Matali Crasset talks about Moustache

La collection de mobiliers et objets contemporains MOUSTACHE a pour ambition de rassembler une famille de designers en produisant des objets honnêtes et innovants à inscrire de façon durable dans le temps.

- Vous sentez-vous appartenir à une « famille » de designers ?

matali crasset : « Je pense que si j'appartiens à une famille de designers, c'est de celle qui a envie de faire bouger les choses ! Autour de « Moustache » l'idée est de proposer des projets qui nous rassemblent et qui forment une gamme cohérente tout en gardant la spécificité de chacun. Chaque objet a un concept bien précis mais ensemble ils transmettent une image globale. Cette idée du design apporte une richesse et une variété liées à la personnalité desdesigners et offre un choix d'achat et d'usage pour l'utilisateur.»

- En quoi vous reconnaissez-vous ou pas dans les termes « honnêtes,
innovants et durables dans le temps » ?


matali crasset: « Ma démarche est celle de travailler pour les gens. Je ne fais pas un projet pour me faire plaisir ou pour dire « Je », je le fais parce que j'ai une intention à donner à travers l'objet ou à travers l'espace.
Pour les projets développés pour Moustache, l'idée est de proposer des structures qui changent, de ne pas se laisser enfermer par des codes domestiques. Il s'agit d'inventer sa vie au quotidien. La chauffeuse « Instant chair » ou la table « Instant table» sont conçues à partir du tréteau. J'ai détourné les tréteaux afin que l'on puisse les monter et démonter très facilement. Avec la « Xtra-Room », la cabane d'intérieur, je propose de pouvoir créer un espace supplémentaire dans l'espace.
C'est l'idée de flexibilité, de modularité, de fluidité que je revendique dans l'habitat. Elle me paraît assez juste par rapport au manque d'espace ou à notre envie en tant qu'humain de changer notre environnement.
Je propose des scénarii de vie plutôt que des objets conçus autour d'une fonction. »

- Qu'est-ce qui vous conduit à accepter une collaboration avec un éditeur ? A vous enthousiasmer ? Quelles sont vos attentes, vos conditions ?

matali crasset: « Cela fait une dizaine d'années que je réfléchis avec Stéphane Arriubergé et Massimiliano Iorio.
Quand ils ont lancé Moustache, il nous est apparu logique de travailler ensemble. Nous partagions beaucoup de valeurs. Nous avons d'ailleurs beaucoup discuté sur le sens à donner à cette nouvelle entreprise.
Le long terme était important, c'est d'ailleurs comme cela que j'entrevois ma collaboration avec les entreprises : faire un bout de chemin ensemble et trouver de nouvelles façons de travailler, plutôt que de faire des coups de ping-pong .
On ressent le type de relations entre un designer et un éditeur à travers le type de projets proposés qui dépendent souvent d'une collaboration durable.
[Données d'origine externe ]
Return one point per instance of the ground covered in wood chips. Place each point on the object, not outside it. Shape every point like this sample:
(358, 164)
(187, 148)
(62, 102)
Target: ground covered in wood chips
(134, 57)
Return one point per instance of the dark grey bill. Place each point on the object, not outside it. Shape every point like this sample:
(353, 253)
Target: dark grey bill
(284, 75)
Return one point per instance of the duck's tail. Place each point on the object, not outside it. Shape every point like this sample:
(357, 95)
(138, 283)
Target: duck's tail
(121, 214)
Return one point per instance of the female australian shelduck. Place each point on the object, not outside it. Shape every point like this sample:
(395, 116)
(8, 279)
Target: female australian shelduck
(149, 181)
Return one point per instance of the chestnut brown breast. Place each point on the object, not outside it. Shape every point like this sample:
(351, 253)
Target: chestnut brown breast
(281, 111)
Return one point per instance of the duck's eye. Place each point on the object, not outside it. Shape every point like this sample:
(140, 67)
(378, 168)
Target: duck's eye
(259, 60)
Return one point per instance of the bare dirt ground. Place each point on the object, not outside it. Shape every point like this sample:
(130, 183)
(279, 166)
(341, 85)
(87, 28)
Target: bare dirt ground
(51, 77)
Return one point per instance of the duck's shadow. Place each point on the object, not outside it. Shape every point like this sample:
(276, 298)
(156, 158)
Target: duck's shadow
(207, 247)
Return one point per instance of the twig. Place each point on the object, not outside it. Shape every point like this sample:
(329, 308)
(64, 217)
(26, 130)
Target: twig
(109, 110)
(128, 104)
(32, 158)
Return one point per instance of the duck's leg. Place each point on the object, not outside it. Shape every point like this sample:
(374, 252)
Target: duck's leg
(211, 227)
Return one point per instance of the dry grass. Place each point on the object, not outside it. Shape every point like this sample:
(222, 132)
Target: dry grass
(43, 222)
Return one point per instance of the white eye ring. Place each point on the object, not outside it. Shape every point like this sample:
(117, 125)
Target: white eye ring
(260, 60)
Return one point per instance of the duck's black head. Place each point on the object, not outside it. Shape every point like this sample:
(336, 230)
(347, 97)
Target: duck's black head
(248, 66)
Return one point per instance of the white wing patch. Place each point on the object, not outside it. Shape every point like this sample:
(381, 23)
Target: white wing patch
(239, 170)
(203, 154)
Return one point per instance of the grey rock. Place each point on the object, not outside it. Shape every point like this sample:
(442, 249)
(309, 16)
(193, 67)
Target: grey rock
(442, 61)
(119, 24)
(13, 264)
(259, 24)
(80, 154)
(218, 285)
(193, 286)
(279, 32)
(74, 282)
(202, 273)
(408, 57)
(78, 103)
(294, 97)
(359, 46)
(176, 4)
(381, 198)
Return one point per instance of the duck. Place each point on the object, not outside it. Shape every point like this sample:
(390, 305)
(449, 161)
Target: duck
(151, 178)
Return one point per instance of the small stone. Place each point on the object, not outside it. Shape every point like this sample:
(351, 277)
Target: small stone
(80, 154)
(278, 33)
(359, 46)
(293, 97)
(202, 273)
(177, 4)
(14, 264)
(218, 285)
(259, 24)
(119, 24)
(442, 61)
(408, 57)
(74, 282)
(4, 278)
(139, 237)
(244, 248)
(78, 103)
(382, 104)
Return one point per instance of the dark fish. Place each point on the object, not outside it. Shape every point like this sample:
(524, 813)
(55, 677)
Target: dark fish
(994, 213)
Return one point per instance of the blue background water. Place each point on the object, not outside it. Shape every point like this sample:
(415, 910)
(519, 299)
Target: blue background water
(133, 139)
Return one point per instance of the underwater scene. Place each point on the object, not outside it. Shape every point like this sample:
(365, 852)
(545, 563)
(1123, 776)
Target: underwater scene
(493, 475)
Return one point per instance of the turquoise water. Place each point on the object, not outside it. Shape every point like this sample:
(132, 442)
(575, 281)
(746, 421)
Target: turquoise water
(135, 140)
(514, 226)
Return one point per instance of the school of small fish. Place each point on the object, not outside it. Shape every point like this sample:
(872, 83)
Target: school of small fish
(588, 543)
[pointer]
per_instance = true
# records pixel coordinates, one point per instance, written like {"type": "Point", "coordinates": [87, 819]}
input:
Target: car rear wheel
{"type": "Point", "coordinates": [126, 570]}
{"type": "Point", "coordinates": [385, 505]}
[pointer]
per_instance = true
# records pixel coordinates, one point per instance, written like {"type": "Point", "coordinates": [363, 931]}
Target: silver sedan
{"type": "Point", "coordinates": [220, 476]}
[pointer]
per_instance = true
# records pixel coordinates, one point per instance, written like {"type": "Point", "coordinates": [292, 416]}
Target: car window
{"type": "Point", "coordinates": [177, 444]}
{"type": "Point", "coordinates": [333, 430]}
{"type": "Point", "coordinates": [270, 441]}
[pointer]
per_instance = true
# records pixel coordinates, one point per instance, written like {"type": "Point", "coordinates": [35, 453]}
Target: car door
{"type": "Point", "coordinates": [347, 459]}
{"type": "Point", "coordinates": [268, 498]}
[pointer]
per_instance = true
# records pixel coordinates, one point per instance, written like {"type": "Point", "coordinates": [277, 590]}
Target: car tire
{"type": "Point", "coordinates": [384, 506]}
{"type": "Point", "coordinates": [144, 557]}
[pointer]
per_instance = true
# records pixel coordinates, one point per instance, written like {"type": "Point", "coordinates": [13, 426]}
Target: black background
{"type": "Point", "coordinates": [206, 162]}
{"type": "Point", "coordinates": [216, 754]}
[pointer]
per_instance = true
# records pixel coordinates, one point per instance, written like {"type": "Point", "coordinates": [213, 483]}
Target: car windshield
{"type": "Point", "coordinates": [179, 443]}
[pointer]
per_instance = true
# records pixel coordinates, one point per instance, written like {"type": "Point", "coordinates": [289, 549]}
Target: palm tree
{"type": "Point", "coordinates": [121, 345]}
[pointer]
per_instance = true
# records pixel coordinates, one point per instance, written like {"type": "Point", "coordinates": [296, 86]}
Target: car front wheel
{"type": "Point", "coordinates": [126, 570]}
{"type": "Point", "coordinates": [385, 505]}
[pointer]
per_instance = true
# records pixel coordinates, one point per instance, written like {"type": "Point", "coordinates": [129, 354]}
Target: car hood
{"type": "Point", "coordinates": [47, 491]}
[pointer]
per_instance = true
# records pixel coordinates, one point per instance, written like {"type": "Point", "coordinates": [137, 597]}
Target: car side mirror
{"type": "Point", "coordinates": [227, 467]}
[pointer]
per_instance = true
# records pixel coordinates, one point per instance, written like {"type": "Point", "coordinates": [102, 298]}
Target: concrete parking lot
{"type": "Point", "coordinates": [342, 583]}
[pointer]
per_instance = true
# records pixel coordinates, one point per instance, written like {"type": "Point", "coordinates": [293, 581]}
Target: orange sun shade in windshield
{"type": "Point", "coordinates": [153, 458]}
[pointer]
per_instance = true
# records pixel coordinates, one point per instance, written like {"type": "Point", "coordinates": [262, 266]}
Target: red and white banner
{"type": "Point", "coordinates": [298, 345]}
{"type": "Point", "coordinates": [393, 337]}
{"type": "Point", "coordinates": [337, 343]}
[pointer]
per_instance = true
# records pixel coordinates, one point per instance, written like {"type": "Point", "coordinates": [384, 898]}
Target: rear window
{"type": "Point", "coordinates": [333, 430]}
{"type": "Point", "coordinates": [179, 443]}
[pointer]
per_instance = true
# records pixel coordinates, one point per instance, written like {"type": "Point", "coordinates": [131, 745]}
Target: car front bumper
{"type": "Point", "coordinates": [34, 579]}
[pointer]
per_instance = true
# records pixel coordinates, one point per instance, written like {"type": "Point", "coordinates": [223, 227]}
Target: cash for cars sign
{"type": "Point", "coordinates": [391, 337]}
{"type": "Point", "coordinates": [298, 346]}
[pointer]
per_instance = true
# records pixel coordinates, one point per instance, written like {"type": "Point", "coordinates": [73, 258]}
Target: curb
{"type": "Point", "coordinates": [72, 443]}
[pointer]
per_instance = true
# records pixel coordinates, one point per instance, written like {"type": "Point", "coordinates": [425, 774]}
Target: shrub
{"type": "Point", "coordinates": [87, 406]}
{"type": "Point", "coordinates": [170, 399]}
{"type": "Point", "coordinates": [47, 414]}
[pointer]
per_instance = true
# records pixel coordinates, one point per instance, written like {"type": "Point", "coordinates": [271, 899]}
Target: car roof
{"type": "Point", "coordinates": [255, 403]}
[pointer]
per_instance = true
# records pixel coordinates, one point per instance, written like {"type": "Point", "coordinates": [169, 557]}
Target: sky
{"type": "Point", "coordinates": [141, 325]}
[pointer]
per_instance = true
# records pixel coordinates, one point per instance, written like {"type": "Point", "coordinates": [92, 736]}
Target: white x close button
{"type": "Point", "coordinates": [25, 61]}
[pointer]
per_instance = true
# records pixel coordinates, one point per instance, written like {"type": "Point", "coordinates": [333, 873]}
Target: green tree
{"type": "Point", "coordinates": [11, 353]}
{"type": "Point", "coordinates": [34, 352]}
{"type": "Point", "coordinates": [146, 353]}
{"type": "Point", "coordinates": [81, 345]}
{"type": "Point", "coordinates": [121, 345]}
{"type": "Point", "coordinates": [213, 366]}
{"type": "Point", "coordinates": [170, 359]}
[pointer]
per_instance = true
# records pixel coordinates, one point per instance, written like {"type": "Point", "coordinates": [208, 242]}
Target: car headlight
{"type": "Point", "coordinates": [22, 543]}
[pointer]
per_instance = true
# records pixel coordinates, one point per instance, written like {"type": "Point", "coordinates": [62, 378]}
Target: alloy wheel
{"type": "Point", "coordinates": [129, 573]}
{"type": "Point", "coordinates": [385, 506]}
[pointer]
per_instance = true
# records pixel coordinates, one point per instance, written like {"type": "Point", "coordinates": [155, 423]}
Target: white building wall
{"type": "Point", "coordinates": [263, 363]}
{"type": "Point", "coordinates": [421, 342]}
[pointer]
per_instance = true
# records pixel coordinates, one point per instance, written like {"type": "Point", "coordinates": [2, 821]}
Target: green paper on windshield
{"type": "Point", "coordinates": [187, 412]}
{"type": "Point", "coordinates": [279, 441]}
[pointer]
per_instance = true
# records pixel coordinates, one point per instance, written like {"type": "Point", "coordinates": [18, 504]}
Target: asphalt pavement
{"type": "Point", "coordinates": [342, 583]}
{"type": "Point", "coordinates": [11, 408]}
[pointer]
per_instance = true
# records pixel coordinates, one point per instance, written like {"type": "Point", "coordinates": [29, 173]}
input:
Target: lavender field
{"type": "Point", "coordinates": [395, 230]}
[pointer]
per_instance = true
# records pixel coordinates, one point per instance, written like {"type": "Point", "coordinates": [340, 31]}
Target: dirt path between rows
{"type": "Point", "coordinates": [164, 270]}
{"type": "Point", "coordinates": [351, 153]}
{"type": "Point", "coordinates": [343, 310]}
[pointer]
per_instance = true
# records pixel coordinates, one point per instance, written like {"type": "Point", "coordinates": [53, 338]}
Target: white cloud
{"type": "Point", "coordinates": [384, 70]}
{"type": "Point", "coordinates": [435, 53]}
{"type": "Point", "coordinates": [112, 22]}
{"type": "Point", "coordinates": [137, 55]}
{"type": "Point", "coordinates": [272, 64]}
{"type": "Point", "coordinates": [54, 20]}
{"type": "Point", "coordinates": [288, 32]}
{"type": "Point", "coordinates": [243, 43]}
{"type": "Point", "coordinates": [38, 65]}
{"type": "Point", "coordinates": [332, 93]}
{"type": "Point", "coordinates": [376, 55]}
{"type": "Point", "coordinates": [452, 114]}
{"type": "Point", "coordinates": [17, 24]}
- Qu'attendez-vous d'un procédé industriel ou artisanal ? Qu'il se plie à votre dessin, votre conception du design, votre démarche ? Qu'il participe à l'élaboration du projet en en modifiant pourquoi pas la forme ou la conception initiale ?

matali crasset : « J'ai toujours une intention au départ et la matière, la forme suivent. Je ne fais pas un objet pour utiliser de nouvelles matières, ce serait un exercice et je n’'ai pas envie de donner des exercices à vivre aux gens.
Je travaille autour de thématiques, elles forment une colonne vertébrale .
Les projets sont une multitude de grains de raisin qui viennent s'’amalgamer autour d’'une même grappe . Mon approche est globale. Je fais en sorte de donner une réponse à l'’éditeur en fonction de son histoire, de ses valeurs et en fonction du contexte de développement des projets que ce soit dans le cadre domestique ou pour des lieux de vie à partager : des scénographies ou des aménagements de lieux publiques par exemple.
J’'aime le contreplaqué parce que c’'est un bois issu de l’intelligence de l'’homme.
Le bois massif bouge car il est une matière vivante.
Avec le contreplaqué, on met une feuille dans un sens, une feuille dans un autre et à chaque fois, c’'est plus léger, plus rigide, plus solide.
Pour la table, les chutes de la découpe du tréteau sont utilisées pour former le plateau et génèrent ainsi le moins de pertes possibles. Je prends les matériaux pour ce qu’ils apportent. Ils doivent servir le projet et l'’intention.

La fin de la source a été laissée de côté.